Alice Aycock: I didn't want to talk about that.

Cunningham: It can open your spirit.

Aycock: Maybe. I'm not just open.

Cunningham: Not at the moment.

Aycock: The glass is there and not there.

Cunningham: Like a tree. I think it's poetic.

Aycock: Things get taken over, layer upon layer.

Cunningham: Usually, that has a great deal to do with practicality.

Aycock: I refer to it as transformational grammar. You know that.

Cunningham: Well, I don't know. It sounds superb.

Aycock: You are always being assailed by language, and memory.

Cunningham: It proved to have a stronger lure.

Aycock: It's nothing but dust. But they were all there, I saw people building stuff, big stuff, using big cranes, making bridges, all kinds of things, and that was just my environment.

Cunningham: Yes, yes.
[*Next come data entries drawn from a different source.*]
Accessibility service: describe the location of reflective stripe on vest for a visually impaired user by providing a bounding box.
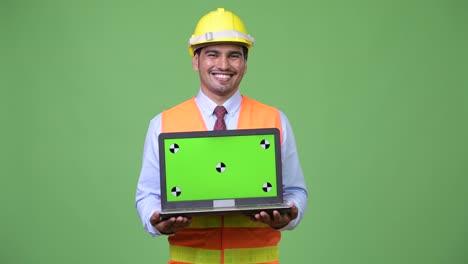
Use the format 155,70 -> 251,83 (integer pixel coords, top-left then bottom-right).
161,96 -> 282,264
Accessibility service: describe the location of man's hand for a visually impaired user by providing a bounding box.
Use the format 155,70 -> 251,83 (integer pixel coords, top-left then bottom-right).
252,203 -> 299,229
150,211 -> 192,235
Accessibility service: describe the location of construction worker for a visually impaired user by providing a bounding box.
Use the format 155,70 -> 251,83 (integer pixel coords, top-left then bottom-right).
136,8 -> 307,264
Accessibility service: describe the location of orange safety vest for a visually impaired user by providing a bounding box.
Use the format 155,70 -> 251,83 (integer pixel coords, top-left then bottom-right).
162,96 -> 282,264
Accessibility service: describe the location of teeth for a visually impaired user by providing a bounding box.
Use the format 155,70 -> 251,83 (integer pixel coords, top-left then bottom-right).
214,74 -> 231,79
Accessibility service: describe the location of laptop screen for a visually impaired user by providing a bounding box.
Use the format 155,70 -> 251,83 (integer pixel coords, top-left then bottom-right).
159,129 -> 282,207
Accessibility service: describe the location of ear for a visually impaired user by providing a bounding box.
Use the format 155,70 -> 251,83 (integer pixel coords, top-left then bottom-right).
192,53 -> 199,71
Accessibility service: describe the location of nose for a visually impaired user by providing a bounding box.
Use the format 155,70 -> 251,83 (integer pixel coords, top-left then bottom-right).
218,56 -> 230,70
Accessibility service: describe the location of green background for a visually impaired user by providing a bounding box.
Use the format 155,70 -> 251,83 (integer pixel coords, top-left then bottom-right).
164,135 -> 280,202
0,0 -> 468,264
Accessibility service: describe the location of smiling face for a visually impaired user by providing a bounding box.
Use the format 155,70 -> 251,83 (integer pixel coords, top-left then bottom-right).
192,44 -> 247,105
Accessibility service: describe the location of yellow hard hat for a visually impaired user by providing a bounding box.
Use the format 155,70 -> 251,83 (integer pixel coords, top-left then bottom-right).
189,8 -> 254,56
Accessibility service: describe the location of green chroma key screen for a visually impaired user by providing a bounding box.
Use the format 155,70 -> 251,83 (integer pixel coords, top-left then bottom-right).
164,134 -> 277,202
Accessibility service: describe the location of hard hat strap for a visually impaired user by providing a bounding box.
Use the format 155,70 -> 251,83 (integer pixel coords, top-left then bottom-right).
189,30 -> 255,45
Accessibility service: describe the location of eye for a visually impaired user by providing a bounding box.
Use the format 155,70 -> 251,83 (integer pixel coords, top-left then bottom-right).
229,53 -> 241,59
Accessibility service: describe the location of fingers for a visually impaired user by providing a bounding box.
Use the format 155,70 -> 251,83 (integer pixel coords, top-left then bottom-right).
150,212 -> 192,234
251,203 -> 299,229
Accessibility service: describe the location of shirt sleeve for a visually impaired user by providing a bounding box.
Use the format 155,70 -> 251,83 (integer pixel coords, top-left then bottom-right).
280,111 -> 307,230
135,114 -> 161,236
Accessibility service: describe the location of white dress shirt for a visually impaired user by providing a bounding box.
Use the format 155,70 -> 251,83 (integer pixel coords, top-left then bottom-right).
136,90 -> 307,236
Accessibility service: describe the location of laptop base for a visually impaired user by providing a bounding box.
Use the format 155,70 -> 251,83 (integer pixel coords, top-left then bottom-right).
159,204 -> 291,220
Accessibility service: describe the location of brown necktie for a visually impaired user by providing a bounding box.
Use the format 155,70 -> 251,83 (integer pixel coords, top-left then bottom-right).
213,106 -> 227,130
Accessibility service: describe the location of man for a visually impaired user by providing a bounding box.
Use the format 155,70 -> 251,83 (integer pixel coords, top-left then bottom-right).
136,8 -> 307,264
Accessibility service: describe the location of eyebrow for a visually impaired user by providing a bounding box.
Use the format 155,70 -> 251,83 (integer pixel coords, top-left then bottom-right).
203,49 -> 243,56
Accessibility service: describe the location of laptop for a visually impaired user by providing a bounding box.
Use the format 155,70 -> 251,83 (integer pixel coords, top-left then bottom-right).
158,128 -> 290,219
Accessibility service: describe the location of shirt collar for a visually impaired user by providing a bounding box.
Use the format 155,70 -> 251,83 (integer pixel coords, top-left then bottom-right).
195,89 -> 242,116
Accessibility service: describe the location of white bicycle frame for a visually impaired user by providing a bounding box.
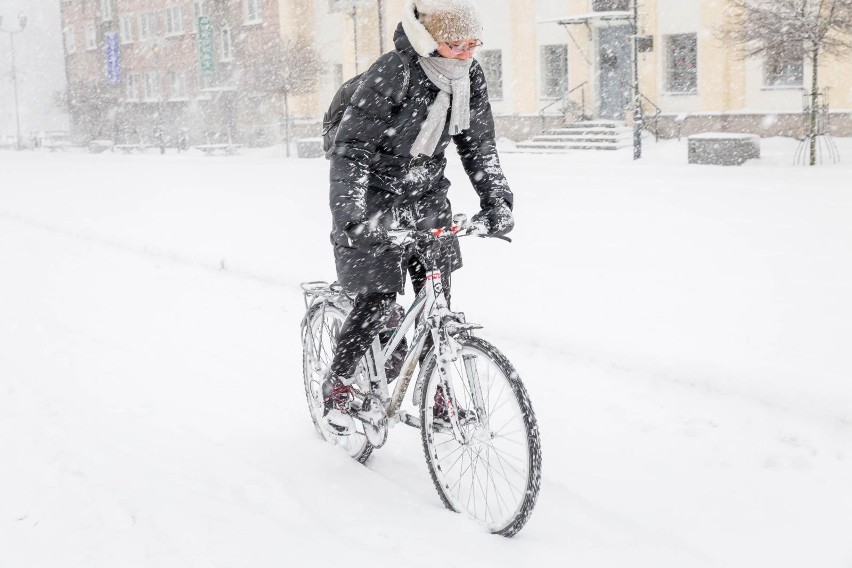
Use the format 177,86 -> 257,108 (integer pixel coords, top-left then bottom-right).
367,228 -> 488,442
306,221 -> 496,443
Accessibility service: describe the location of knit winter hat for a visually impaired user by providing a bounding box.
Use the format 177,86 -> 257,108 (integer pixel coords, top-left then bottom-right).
414,0 -> 482,43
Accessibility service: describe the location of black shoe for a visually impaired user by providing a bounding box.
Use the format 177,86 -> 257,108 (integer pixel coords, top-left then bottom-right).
322,373 -> 355,436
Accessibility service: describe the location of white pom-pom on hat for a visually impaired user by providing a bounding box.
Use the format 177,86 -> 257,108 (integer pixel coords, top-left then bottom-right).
402,0 -> 482,57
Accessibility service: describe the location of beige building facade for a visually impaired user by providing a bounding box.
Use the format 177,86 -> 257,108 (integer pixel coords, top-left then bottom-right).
61,0 -> 852,145
304,0 -> 852,140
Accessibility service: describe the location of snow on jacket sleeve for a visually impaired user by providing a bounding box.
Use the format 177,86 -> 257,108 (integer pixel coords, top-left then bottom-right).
453,61 -> 513,209
330,52 -> 403,230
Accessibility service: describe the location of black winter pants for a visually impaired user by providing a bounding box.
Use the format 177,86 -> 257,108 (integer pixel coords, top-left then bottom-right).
331,256 -> 450,382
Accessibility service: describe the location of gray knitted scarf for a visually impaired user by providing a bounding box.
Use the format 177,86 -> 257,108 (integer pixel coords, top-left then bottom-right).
411,57 -> 473,157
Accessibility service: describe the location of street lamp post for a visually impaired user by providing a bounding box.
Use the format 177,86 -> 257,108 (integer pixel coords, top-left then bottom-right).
0,13 -> 27,150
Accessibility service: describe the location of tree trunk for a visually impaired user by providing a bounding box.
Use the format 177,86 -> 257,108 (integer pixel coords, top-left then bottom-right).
809,48 -> 819,166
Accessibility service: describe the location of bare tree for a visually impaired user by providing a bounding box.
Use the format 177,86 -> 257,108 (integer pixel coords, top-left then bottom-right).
717,0 -> 852,165
56,80 -> 118,142
256,37 -> 326,157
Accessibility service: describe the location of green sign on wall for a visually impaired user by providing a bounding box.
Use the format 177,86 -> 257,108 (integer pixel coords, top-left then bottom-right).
198,16 -> 216,75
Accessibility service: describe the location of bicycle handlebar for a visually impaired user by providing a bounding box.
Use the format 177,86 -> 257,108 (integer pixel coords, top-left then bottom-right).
388,213 -> 512,246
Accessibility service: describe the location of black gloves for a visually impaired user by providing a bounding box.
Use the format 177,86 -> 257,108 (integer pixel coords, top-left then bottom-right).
471,199 -> 515,237
346,223 -> 393,252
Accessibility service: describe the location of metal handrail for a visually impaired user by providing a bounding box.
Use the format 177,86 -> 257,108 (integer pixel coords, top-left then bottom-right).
639,91 -> 663,142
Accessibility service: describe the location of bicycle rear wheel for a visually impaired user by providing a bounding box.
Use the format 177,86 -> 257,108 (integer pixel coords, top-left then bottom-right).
420,337 -> 541,537
302,302 -> 373,463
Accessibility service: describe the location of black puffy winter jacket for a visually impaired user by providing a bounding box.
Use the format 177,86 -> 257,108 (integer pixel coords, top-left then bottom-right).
330,24 -> 513,293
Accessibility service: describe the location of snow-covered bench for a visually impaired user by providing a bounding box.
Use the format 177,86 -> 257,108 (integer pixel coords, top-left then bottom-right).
115,144 -> 156,154
193,143 -> 243,156
688,132 -> 760,166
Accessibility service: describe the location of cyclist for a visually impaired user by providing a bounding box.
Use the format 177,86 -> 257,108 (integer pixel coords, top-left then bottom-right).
322,0 -> 514,434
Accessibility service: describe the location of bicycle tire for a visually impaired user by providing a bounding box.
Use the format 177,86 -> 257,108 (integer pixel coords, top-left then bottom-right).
420,336 -> 541,537
302,302 -> 373,463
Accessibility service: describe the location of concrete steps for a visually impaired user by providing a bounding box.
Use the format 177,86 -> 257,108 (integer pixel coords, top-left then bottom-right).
506,121 -> 633,153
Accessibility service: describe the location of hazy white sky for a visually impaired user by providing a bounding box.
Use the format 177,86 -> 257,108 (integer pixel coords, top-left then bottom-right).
0,0 -> 68,139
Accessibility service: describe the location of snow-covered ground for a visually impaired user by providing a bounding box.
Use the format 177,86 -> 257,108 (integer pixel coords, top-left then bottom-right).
0,139 -> 852,568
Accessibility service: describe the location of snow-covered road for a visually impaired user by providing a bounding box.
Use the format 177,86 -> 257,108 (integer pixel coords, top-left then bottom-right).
0,145 -> 852,568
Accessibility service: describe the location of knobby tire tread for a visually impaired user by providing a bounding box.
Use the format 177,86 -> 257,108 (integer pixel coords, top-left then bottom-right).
420,336 -> 541,537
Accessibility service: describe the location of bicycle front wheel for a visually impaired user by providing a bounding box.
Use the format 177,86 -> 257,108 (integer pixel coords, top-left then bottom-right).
420,337 -> 541,537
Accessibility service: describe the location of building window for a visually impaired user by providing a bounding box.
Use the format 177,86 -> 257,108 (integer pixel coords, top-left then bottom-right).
124,73 -> 139,101
83,22 -> 98,51
118,16 -> 133,43
243,0 -> 263,24
192,0 -> 206,33
763,49 -> 804,87
220,28 -> 234,61
541,45 -> 568,99
166,5 -> 183,36
592,0 -> 630,12
666,34 -> 698,93
476,49 -> 503,99
144,71 -> 160,102
139,12 -> 157,41
62,26 -> 77,55
100,0 -> 112,22
169,71 -> 187,100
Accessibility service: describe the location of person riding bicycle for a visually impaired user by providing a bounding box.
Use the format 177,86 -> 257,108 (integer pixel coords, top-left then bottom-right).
322,0 -> 514,434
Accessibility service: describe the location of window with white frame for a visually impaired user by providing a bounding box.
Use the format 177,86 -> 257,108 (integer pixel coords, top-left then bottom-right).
124,73 -> 139,101
592,0 -> 630,12
118,15 -> 133,43
476,49 -> 503,99
169,71 -> 187,100
139,12 -> 157,41
763,47 -> 805,87
192,0 -> 207,33
666,34 -> 698,93
243,0 -> 263,24
83,21 -> 98,51
196,73 -> 213,94
166,4 -> 183,36
143,71 -> 160,102
541,45 -> 568,99
219,28 -> 234,61
100,0 -> 112,22
62,26 -> 77,55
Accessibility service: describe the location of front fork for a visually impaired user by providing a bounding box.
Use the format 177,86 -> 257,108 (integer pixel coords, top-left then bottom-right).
432,312 -> 488,444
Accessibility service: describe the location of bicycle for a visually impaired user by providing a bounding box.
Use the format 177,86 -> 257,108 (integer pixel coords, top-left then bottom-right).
302,215 -> 541,537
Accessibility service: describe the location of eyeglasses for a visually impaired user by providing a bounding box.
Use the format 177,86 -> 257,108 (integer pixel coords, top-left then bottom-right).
447,40 -> 482,55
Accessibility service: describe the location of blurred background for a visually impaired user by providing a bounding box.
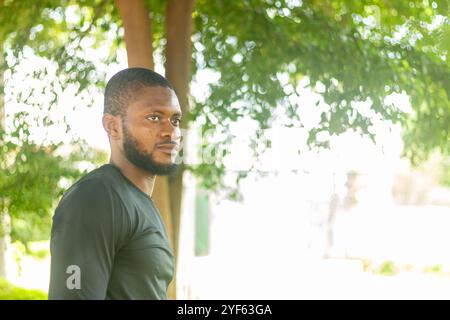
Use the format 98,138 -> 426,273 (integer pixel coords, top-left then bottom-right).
0,0 -> 450,299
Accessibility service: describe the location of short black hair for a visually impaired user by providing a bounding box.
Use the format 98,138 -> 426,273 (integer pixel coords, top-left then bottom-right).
103,68 -> 173,116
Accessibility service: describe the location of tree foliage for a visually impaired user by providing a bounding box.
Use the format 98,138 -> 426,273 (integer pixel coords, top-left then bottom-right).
0,0 -> 450,200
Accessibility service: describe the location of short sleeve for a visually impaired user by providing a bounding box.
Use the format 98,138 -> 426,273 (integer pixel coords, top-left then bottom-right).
49,180 -> 117,299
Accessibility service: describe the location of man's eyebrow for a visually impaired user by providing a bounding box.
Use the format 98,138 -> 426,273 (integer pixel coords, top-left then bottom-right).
144,107 -> 182,116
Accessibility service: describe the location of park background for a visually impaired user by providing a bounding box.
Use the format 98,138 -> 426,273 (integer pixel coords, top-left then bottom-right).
0,0 -> 450,299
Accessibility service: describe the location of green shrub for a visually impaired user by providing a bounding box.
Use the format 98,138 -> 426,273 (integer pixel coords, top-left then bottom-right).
0,278 -> 47,300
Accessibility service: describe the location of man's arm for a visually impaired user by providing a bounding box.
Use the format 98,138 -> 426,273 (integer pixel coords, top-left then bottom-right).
48,180 -> 117,299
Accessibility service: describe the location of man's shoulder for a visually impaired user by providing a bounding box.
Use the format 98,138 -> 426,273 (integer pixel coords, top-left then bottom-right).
61,165 -> 117,202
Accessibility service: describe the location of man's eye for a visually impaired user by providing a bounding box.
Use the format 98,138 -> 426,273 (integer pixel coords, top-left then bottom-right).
147,116 -> 159,121
172,119 -> 181,127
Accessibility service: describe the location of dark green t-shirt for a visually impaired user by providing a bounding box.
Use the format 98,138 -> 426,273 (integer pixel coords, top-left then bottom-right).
48,164 -> 174,299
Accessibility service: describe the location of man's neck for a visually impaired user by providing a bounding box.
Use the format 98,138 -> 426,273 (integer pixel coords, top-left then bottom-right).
109,156 -> 156,196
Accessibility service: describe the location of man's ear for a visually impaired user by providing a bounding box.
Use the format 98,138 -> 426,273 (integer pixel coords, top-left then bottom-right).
102,113 -> 122,140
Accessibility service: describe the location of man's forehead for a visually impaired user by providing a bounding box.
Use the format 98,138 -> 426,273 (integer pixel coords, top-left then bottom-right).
130,86 -> 180,112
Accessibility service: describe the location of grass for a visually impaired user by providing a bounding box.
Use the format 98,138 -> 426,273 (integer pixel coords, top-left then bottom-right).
0,278 -> 47,300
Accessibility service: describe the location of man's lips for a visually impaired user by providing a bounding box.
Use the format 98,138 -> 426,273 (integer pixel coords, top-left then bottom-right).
156,143 -> 178,154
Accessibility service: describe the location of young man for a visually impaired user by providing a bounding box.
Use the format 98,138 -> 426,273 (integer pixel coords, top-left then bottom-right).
49,68 -> 181,299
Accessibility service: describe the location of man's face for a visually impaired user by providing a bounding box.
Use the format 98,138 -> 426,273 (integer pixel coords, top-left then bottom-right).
122,86 -> 181,175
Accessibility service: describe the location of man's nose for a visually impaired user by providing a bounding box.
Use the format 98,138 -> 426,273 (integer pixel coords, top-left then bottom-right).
161,120 -> 181,140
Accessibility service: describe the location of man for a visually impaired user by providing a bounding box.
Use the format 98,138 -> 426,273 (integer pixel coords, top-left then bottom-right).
49,68 -> 181,299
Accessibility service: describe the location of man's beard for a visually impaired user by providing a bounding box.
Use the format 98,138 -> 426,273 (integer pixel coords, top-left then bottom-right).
122,125 -> 179,176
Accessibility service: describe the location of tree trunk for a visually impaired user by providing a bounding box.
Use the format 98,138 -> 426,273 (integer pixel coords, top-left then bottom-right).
0,46 -> 8,278
165,0 -> 195,262
115,0 -> 154,70
163,0 -> 195,298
There was an awful lot of laughing.

Aycock: (laughs) When you are frustrated because you don’t have the money or the support system to build something, your imagination is still there: you can still think it up, you can still draw it.

Cunningham: And even if something comes up that is not quite possible, it shows you something else that you hadn’t thought of that is possible.

Aycock: You gasp. Or you step out into empty space. You need to know when to pull back.

Cunningham: At the moment, I am drawing little birds.